Logging Growth

Stewart O’Neill and Chad Hammonds of Klumb Lumber Company store their lumber prior to export at Merchants Transfer & Warehouse in Mobile.
Stewart O’Neill and Chad Hammonds of Klumb Lumber Company store their lumber prior to export at Merchants Transfer & Warehouse in Mobile.

Alabama landowners in 2014 grew timber at an average rate of 41 percent faster than it was cut.

As a result, market expansion for lumber ranks among the state’s economic development priorities, according to Ken Muehlenfeld, director of the Forest Products Development Center within the Alabama Department of Commerce.

“We are actively pursuing companies who would like to take advantage of that large resource base that is both renewable and has been expanding in recent years,” Muehlenfeld says. “We have a substantial amount of potential to expand lumber production for both domestic and export markets.”

Growing the Green

Alabama experienced nearly 24 percent growth in worldwide demand for lumber from 2012 to 2013, according to statistics compiled by the Alabama International Trade Center. More than half of the top 30 destinations for Alabama lumber logged greater than 10 percent in purchase increases, and China’s demand doubled.

During 2015, timber production throughout the South could return to the 2005 high and set a new record by 2017, predicts Lynn Michaelis, a consultant in the timber industry, who published an article on the subject.

Housing starts should increase with the improved job market. China’s demand for lumber will remain high for the next decade as it builds houses for its growing urban population. And the South sits better positioned to meet strong growth demand than other timber-producing regions in the next few years.

“Given current conditions in both the U.S. and overseas, the next 10 years could very well be the ‘decade of forestry,’” Michaelis writes.

forestry, timber, lumber

Tapping the Potential

Klumb Lumber Co., a third-generation Alabama business, sells lumber to 76 countries, primarily in the Caribbean, according to Stewart O’Neill, division manager of Klumb Lumber International. The business also serves North Africa, Europe, China, India and more.

“We have been growing steadily over the last couple of years,  even with more competition,” O’Neill says.

Alabama’s strong and established export market dates back to the beginning of the Alabama Port Authority in the 1920s, says Jimmy Lyons, the agency’s director and chief executive officer.

“Lumber has always been a very important commodity to this port since the beginning,” says Lyons.

The Port of Mobile ranks as the largest breakbulk port for forest products in the U.S., he says. About 2 million tons of forest products ship breakbulk, or non-containerized, from the port annually. About 220,000 tons of that is lumber, he says.

Another 120,000 tons of lumber annually ship in containers to worldwide destinations with growing demand from China, the No. 1 importer of Alabama lumber, Lyons says.

An ample supply of container ships has served this market to date, and the Alabama Port Authority stands ready to serve future demand for lumber.

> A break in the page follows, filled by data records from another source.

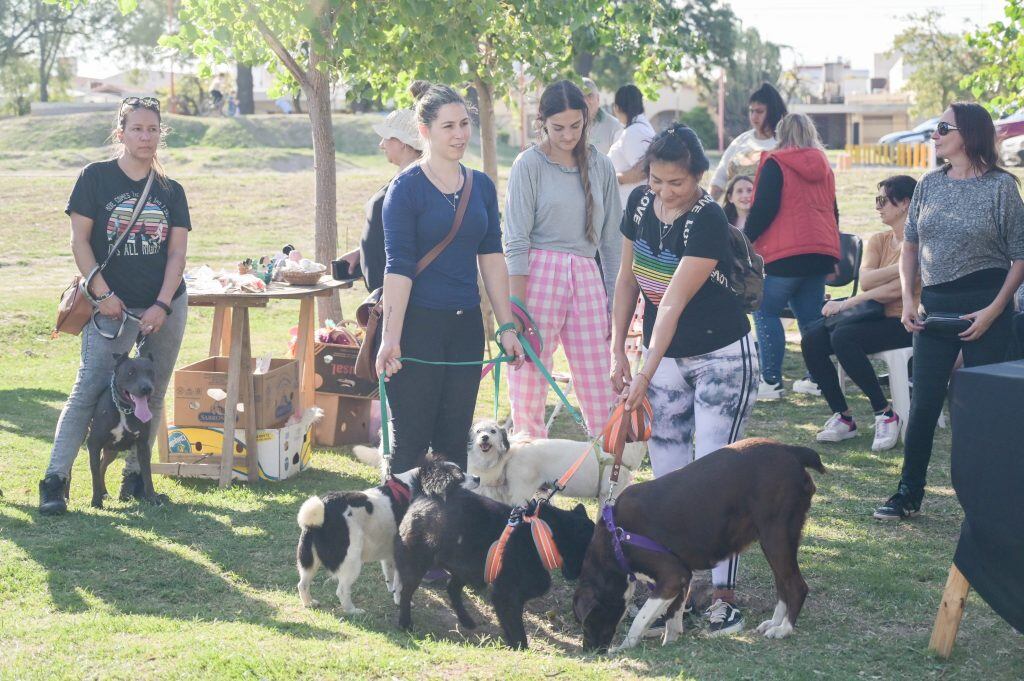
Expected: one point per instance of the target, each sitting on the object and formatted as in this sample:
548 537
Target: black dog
120 422
754 490
451 527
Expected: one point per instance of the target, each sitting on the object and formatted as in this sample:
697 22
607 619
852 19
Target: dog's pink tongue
142 412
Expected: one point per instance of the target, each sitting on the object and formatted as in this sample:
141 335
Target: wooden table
230 338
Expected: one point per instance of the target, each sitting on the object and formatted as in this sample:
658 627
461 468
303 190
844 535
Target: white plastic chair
899 382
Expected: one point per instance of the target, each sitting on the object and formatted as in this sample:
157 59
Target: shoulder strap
460 213
134 216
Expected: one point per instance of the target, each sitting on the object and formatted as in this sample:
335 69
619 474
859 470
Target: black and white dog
451 527
121 421
343 529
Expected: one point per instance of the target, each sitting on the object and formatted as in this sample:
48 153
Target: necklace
453 202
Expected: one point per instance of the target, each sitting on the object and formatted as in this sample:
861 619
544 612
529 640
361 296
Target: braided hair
556 98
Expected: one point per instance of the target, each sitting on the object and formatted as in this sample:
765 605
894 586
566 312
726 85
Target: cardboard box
346 420
282 453
275 393
334 369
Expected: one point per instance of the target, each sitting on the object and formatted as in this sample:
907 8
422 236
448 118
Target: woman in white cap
402 145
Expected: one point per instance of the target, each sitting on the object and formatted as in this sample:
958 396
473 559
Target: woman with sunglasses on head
965 238
865 324
561 210
139 293
700 371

“We’re working right now to get additional vessel line services to go to Asia,” Lyons says. “Hopefully, we will have that in place by 2016.”

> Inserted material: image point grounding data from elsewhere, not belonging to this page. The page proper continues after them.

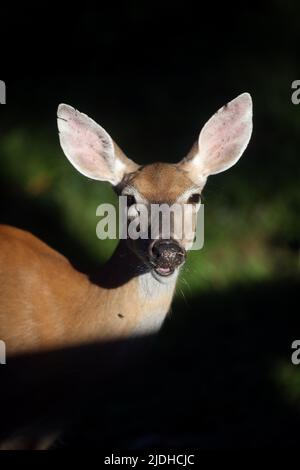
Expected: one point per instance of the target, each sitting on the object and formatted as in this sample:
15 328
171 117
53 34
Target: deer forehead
161 182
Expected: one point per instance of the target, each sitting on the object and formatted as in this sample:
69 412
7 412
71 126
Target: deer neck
136 301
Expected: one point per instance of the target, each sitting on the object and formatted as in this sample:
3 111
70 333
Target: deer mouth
164 270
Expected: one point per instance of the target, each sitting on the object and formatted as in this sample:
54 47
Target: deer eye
130 200
194 199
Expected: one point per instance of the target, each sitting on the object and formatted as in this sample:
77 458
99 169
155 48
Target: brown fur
45 303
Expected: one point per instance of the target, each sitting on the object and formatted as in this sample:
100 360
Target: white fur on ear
222 140
89 147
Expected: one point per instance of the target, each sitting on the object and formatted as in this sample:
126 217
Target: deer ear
90 148
222 140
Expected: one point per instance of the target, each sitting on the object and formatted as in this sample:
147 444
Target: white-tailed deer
45 303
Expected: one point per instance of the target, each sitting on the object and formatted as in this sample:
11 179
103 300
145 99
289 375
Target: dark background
152 74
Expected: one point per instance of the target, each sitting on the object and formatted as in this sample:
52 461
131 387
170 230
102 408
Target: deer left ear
90 148
222 140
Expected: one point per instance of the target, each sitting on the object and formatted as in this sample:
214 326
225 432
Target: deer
45 303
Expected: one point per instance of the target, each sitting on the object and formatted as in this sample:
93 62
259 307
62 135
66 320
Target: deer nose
167 252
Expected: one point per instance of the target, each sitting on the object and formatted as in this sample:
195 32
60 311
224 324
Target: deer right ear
222 140
90 148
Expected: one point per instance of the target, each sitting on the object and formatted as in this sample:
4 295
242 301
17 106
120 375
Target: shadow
208 380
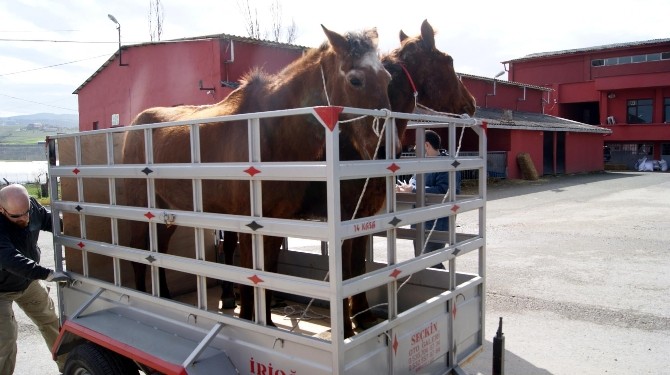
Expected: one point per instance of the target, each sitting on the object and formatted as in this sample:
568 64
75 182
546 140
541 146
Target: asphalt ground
578 267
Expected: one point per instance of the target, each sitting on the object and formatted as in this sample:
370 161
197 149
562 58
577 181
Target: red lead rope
411 82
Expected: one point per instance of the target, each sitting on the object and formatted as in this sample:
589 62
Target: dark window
597 62
612 61
625 60
639 58
640 111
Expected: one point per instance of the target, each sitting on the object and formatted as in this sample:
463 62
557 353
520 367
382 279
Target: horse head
431 72
355 77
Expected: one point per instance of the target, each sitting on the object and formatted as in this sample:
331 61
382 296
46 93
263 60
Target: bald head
14 200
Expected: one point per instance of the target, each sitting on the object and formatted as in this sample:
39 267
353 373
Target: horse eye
356 82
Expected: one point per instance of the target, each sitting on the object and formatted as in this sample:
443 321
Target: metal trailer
431 320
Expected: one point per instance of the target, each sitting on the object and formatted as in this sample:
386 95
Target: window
612 61
639 58
653 57
620 60
625 60
639 111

Alabama Logging [INFOGRAPHIC]

Perks of Southern Yellow Pine

Southern Yellow Pine represented 68 percent of lumber exports in 2013, according to statistics compiled by the Alabama International Trade Center.

The lumber species remains competitive from both performance and cost standpoints.

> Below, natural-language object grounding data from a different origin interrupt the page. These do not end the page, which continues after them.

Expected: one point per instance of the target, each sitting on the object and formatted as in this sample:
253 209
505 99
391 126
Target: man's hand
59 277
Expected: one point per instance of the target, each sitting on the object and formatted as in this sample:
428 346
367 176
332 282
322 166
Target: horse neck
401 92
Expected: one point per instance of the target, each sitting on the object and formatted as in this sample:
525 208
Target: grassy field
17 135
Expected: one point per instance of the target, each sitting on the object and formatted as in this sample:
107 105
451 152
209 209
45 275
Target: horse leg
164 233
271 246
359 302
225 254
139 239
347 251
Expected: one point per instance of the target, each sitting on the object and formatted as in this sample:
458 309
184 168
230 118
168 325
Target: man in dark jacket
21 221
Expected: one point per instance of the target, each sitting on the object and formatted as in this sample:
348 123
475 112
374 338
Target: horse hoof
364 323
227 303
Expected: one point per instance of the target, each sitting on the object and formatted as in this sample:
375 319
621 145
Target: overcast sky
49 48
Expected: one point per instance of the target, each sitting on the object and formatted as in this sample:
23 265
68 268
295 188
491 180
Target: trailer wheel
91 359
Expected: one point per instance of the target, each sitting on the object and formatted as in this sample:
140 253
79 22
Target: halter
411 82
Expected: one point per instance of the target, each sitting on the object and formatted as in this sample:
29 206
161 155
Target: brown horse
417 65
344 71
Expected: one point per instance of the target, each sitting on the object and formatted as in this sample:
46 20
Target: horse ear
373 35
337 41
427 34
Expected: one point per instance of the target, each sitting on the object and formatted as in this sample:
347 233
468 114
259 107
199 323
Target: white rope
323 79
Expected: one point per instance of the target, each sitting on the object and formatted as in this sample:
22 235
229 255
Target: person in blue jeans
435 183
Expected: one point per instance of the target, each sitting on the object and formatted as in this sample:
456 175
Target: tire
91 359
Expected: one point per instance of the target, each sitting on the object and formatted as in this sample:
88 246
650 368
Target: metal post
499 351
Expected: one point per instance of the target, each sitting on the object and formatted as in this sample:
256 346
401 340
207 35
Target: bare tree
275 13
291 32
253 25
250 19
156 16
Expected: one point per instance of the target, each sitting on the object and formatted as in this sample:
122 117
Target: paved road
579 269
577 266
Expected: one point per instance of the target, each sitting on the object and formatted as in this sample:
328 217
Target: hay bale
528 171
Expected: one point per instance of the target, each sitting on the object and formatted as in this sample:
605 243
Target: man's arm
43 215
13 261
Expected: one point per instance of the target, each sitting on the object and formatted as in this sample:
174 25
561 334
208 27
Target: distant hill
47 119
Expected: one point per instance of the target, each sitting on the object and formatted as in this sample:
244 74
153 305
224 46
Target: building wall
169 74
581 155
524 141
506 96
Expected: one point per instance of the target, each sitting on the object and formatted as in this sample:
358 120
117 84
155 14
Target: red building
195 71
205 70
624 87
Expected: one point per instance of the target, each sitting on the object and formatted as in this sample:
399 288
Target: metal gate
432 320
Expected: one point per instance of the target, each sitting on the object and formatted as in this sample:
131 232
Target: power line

“Southern Yellow Pine is readily available, and it grows very fast relative to any other tree in the world,” O’Neill says. “It’s just a good fiber to work with in many applications, whether it’s strength or appearance.”

Southern Yellow Pine lumber from Alabama offers competitive mechanical properties and better nail-holding and screw-holding capacities than some competitor lumber species, Muehlenfeld says. It treats well with preservatives for outdoor applications. And the species thrives in Alabama’s soils and climate.

The state’s growers produce quality Southern Yellow Pine sawtimber in about 30 years, half the time of competing lumber species in other parts of North America, he says. This provides a higher return on investment and expanded market opportunities for Alabama lumber.